Em fevereiro, a Caixa Econômica Federal também anunciou a suspensão definitiva de empréstimos consignados pelo Bolsa Família. Segundo o Ministério da Cidadania, o banco era responsável por 80% das contratações do serviço.
- Retomada de mecanismos ambientais
Logo no primeiro dia de mandato, Lula assinou decreto para a retomada do Fundo Amazônia – mecanismo que usa aportes bilionários de outros países para financiar projetos de preservação ambiental.
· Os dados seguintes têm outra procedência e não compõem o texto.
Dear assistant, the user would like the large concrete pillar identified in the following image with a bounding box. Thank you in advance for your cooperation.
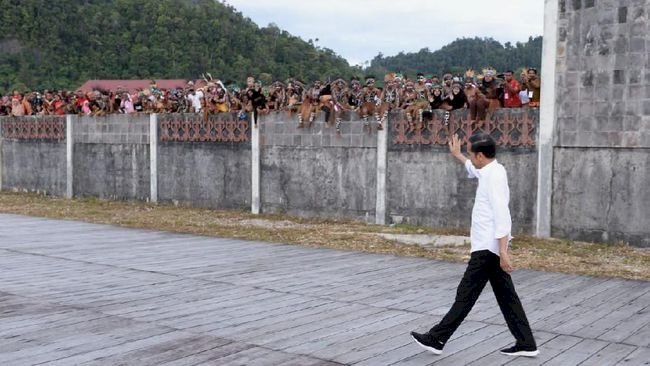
[535,0,559,237]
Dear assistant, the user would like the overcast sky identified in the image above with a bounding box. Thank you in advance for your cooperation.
[225,0,545,66]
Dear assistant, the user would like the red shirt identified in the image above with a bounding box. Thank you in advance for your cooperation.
[75,97,87,108]
[53,100,65,115]
[503,79,522,108]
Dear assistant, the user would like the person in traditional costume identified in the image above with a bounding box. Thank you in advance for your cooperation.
[410,72,431,123]
[400,80,419,123]
[344,77,363,112]
[359,75,380,128]
[268,81,286,111]
[377,73,400,130]
[466,68,498,121]
[464,69,484,119]
[298,80,323,127]
[248,80,267,126]
[325,78,347,132]
[213,80,229,113]
[285,79,304,113]
[318,79,334,124]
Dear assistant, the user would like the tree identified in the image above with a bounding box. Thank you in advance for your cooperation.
[0,0,354,93]
[365,37,543,78]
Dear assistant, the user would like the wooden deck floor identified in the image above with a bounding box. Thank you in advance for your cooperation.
[0,213,648,365]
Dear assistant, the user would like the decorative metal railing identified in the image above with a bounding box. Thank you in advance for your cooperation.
[1,116,66,141]
[159,114,249,142]
[392,110,537,147]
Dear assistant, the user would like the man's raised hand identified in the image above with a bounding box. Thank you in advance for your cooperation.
[449,134,461,156]
[448,134,468,164]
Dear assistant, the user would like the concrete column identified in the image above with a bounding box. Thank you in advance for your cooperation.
[251,122,261,214]
[536,0,559,237]
[375,124,388,225]
[65,115,74,199]
[149,114,158,203]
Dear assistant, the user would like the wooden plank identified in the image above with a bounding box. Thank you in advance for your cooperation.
[307,316,437,360]
[575,288,650,340]
[503,334,582,365]
[277,312,424,354]
[1,214,649,366]
[624,323,650,348]
[543,339,610,366]
[616,346,650,366]
[250,308,395,346]
[579,343,638,366]
[79,335,232,366]
[466,330,558,366]
[353,342,427,366]
[432,329,514,365]
[156,341,255,366]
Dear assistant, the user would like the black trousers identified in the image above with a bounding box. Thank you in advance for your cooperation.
[429,250,536,348]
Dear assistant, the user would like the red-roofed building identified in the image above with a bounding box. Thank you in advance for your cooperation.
[77,79,190,93]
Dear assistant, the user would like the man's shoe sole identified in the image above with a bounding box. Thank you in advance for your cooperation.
[500,350,539,357]
[411,335,442,355]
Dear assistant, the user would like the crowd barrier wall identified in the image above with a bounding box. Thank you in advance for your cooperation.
[1,108,646,247]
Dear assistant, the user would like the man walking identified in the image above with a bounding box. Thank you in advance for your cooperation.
[411,133,538,358]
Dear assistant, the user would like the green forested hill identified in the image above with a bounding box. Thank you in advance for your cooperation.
[0,0,355,92]
[0,1,543,93]
[366,36,543,77]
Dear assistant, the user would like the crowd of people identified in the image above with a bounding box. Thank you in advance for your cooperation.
[0,68,540,132]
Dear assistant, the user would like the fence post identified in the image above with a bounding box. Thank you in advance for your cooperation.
[536,0,559,238]
[375,121,388,225]
[66,115,74,199]
[251,121,261,214]
[149,114,158,203]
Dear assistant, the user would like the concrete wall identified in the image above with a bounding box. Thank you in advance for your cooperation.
[260,112,377,219]
[158,143,251,209]
[552,148,649,246]
[72,115,151,200]
[1,140,66,196]
[555,0,650,148]
[386,108,538,233]
[73,143,150,200]
[1,98,646,246]
[387,149,537,233]
[553,0,650,246]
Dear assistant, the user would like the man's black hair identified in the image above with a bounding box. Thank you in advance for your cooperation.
[505,70,514,74]
[468,132,496,158]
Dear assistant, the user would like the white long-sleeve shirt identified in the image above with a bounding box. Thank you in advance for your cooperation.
[465,159,512,256]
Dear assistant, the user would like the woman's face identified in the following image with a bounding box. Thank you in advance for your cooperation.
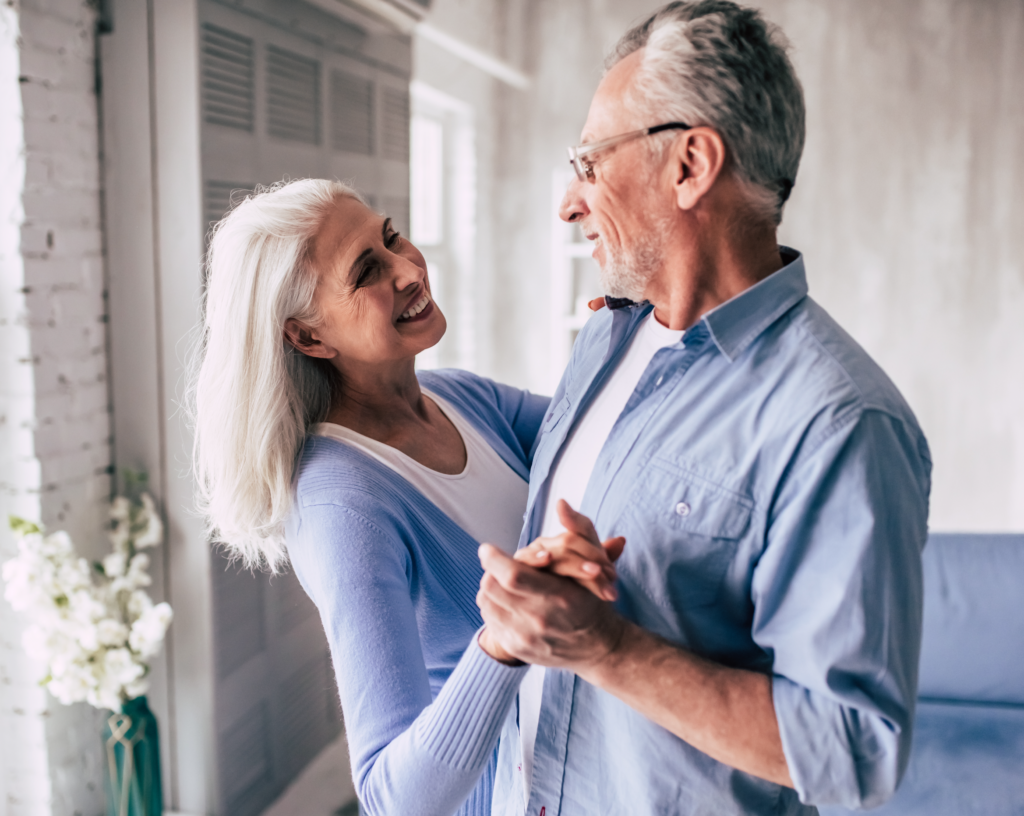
[288,196,445,372]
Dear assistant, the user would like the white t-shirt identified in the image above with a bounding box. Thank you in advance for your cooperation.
[519,312,684,803]
[313,390,528,556]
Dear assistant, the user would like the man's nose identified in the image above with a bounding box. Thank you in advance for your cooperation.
[558,176,588,223]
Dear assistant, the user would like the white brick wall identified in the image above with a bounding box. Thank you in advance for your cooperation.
[1,1,110,814]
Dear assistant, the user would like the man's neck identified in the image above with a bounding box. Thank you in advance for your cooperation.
[645,223,783,332]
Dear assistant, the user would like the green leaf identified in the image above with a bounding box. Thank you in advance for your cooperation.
[120,469,149,501]
[8,516,42,536]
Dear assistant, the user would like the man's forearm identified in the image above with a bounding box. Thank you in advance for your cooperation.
[579,621,794,788]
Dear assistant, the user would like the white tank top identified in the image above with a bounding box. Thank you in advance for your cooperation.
[312,390,528,556]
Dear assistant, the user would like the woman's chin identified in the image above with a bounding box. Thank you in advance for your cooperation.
[405,309,446,356]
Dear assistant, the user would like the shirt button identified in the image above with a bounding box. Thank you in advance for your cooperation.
[655,375,664,386]
[675,501,691,517]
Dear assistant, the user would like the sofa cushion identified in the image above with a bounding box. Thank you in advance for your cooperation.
[819,700,1024,816]
[917,533,1024,704]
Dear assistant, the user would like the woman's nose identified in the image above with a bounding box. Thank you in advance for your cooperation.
[558,176,589,223]
[392,254,424,289]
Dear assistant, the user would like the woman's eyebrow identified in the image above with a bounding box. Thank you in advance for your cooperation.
[348,247,372,280]
[348,217,392,281]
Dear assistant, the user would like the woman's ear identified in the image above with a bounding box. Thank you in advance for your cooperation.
[671,127,727,212]
[283,318,334,359]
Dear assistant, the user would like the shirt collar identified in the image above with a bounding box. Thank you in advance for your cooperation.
[603,248,808,361]
[700,246,807,362]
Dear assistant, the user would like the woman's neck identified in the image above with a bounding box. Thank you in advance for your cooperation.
[323,355,468,475]
[325,357,427,436]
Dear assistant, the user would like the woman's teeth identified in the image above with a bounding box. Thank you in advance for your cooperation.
[399,293,431,321]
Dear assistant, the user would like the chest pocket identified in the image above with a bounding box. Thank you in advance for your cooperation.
[620,458,753,613]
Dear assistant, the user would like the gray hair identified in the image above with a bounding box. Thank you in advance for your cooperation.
[610,1,805,225]
[191,179,362,570]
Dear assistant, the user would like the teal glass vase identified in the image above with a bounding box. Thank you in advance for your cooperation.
[103,696,163,816]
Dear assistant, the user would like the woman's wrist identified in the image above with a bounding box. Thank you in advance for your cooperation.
[477,627,526,667]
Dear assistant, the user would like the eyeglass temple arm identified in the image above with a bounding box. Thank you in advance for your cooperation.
[645,122,692,135]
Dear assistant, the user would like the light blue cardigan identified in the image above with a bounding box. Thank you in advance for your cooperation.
[286,369,549,816]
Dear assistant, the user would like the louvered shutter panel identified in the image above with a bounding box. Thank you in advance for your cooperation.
[203,179,251,232]
[201,24,254,131]
[381,86,410,160]
[267,45,321,144]
[219,702,274,816]
[332,70,374,154]
[383,195,410,236]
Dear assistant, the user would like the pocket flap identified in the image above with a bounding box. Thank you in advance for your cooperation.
[641,459,753,540]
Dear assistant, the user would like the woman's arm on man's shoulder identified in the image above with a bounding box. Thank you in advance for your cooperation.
[419,368,551,463]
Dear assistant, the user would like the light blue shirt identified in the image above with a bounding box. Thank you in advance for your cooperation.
[493,250,932,815]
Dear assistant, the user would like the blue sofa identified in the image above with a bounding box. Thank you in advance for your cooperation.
[822,533,1024,815]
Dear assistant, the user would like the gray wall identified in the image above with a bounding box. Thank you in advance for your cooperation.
[484,0,1024,534]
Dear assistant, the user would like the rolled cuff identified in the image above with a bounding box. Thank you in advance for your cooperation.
[774,674,906,809]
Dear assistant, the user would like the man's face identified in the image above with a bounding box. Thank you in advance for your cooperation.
[559,50,673,300]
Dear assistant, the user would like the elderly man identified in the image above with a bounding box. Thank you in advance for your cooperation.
[475,2,932,815]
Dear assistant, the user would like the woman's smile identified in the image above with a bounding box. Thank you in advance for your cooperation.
[398,292,434,323]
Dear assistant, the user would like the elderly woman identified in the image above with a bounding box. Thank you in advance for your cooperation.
[192,179,621,816]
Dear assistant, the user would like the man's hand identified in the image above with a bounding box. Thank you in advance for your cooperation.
[512,500,625,602]
[476,501,627,671]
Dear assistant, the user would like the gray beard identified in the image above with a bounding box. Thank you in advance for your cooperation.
[598,227,664,302]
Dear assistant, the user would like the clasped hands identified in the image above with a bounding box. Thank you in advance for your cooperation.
[476,500,628,676]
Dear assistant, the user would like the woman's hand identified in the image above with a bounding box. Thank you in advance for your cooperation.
[512,500,625,602]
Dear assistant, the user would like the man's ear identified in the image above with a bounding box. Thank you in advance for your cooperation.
[671,127,727,212]
[283,318,334,359]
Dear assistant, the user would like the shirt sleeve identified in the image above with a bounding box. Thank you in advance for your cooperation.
[752,408,931,809]
[288,501,529,816]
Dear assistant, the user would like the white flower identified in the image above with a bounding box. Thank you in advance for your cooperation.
[22,624,55,662]
[129,602,172,658]
[102,551,126,579]
[3,490,173,713]
[85,647,146,710]
[109,523,131,552]
[47,659,96,705]
[96,618,129,647]
[133,495,163,549]
[109,497,132,523]
[124,554,152,590]
[124,675,150,700]
[39,531,74,559]
[2,554,45,612]
[126,589,153,620]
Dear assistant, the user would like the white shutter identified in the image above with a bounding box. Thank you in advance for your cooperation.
[197,1,411,813]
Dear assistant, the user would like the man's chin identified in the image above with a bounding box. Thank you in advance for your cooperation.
[599,266,649,302]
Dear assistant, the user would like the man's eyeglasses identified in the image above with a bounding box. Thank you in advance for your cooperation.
[567,122,692,182]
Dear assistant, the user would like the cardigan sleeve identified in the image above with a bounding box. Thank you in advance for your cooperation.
[288,499,529,816]
[490,381,550,463]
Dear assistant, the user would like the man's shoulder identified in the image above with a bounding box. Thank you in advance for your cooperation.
[769,296,919,427]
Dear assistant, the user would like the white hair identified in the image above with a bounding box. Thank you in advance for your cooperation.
[610,1,806,226]
[191,178,363,570]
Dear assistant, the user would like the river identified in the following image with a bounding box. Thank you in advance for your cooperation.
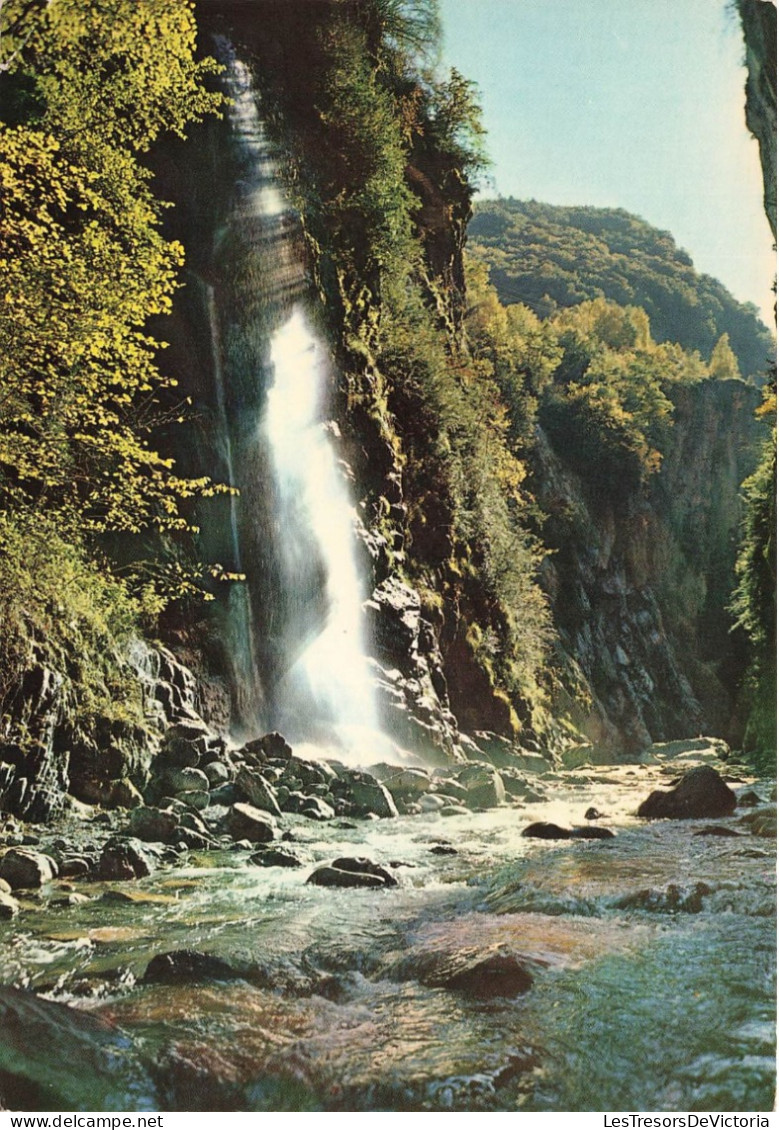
[0,751,773,1112]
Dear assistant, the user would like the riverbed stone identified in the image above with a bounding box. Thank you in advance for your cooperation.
[300,796,335,821]
[457,764,506,809]
[226,802,278,844]
[419,793,447,812]
[570,825,616,840]
[235,767,282,817]
[175,789,210,812]
[615,882,712,914]
[737,806,776,838]
[144,949,248,985]
[160,720,212,768]
[209,782,239,807]
[637,766,737,819]
[498,770,544,802]
[396,946,544,998]
[249,848,304,868]
[203,761,230,788]
[129,805,180,843]
[57,856,91,878]
[240,732,292,764]
[308,856,397,889]
[693,825,743,837]
[521,822,572,840]
[0,890,19,918]
[348,778,398,819]
[307,865,384,889]
[384,768,432,801]
[0,848,57,889]
[162,766,210,796]
[331,857,398,886]
[96,837,155,880]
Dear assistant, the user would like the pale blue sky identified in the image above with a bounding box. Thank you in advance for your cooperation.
[440,0,776,327]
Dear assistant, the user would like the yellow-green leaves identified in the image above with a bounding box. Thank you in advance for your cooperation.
[0,0,225,584]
- Procuradoria de Defesa da Democracia
O advogado-geral da União, Jorge Messias, anunciou a criação da procuradoria em janeiro, ao assumir o cargo. Segundo ele, o órgão vai ajudar a defender a democracia e combater a desinformação usada como arma política contra os atos públicos.
- Novo arcabouço fiscal
No fim de março, o o governo anunciou a proposta de nova regra fiscal para substituir o atual teto de gastos, e controlar os gastos públicos.
O texto prevê que as despesas podem crescer acima da inflação, ou seja, terão alta real (descontada a inflação) entre 0,6% a 2,5%. Ainda segundo a proposta, os gastos vão poder crescer somente entre 50% e 70% da variação da receita. Para valer, o projeto precisa ser aprovado pelo Congresso.
- Impostos sobre combustíveis
Após um embate entre as alas política e econômica, o governo decidiu retomar a cobrança de parte dos impostos federais que incidem sobre combustíveis. Os tributos tinham sido zerados pela gestão anterior.
Com isso, a gasolina passou a ser reonerada em R$ 0,47 por litro e o etanol, em R$ 0,02. A medida vale até junho e os impostos podem subir ainda mais a partir de julho, pois voltarão a ser praticadas as alíquotas vigentes antes da desoneração, que são maiores.
A decisão final caberá ao Congresso, que vai analisar a medida provisória que trata do tema. Já o diesel e o gás de cozinha continuarão isentos de impostos federais até o fim do ano.
- Salário mínimo
O governo decidiu reajustar o salário mínimo, de R$ 1.032 para R$ 1.320, a partir de maio. Uma medida provisória deve ser publicada no “Diário Oficial da União”. No início do ano, houve a expectativa de que o reajuste seria imediato, mas o governo adiou a medida, devido ao impacto nas contas públicas.
- Imposto de Renda
O governo também anunciou o reajuste da tabela do Imposto de Renda (IR) para pessoas físicas. A partir de maio, a faixa de isenção do IR será ampliada, de R$ 1.903,98 – em vigor desde 2015 – para R$ 2.112. A medida deve ser oficializada por medida provisória.
Além da ampliação, haverá um desconto mensal de R$ 528 direto na fonte. Ou seja, sobre o imposto que seria devido pelo empregado. Isso porque o governo quer manter a promessa de deixar isentos todos que ganham até dois salários mínimos.
Busca por base no Congresso
Em 100 dias, Lula ainda busca uma base de apoio robusta no Congresso. Por ora, isso ainda não foi um problema, porque projetos importantes e de maior impacto não foram votados.
Para o líder do PT na Câmara, deputado Zeca Dirceu (PT-PR), a tendência é a base do governo se consolidar à medida em que a execução do Orçamento e as nomeações de aliados vão ganhando ritmo.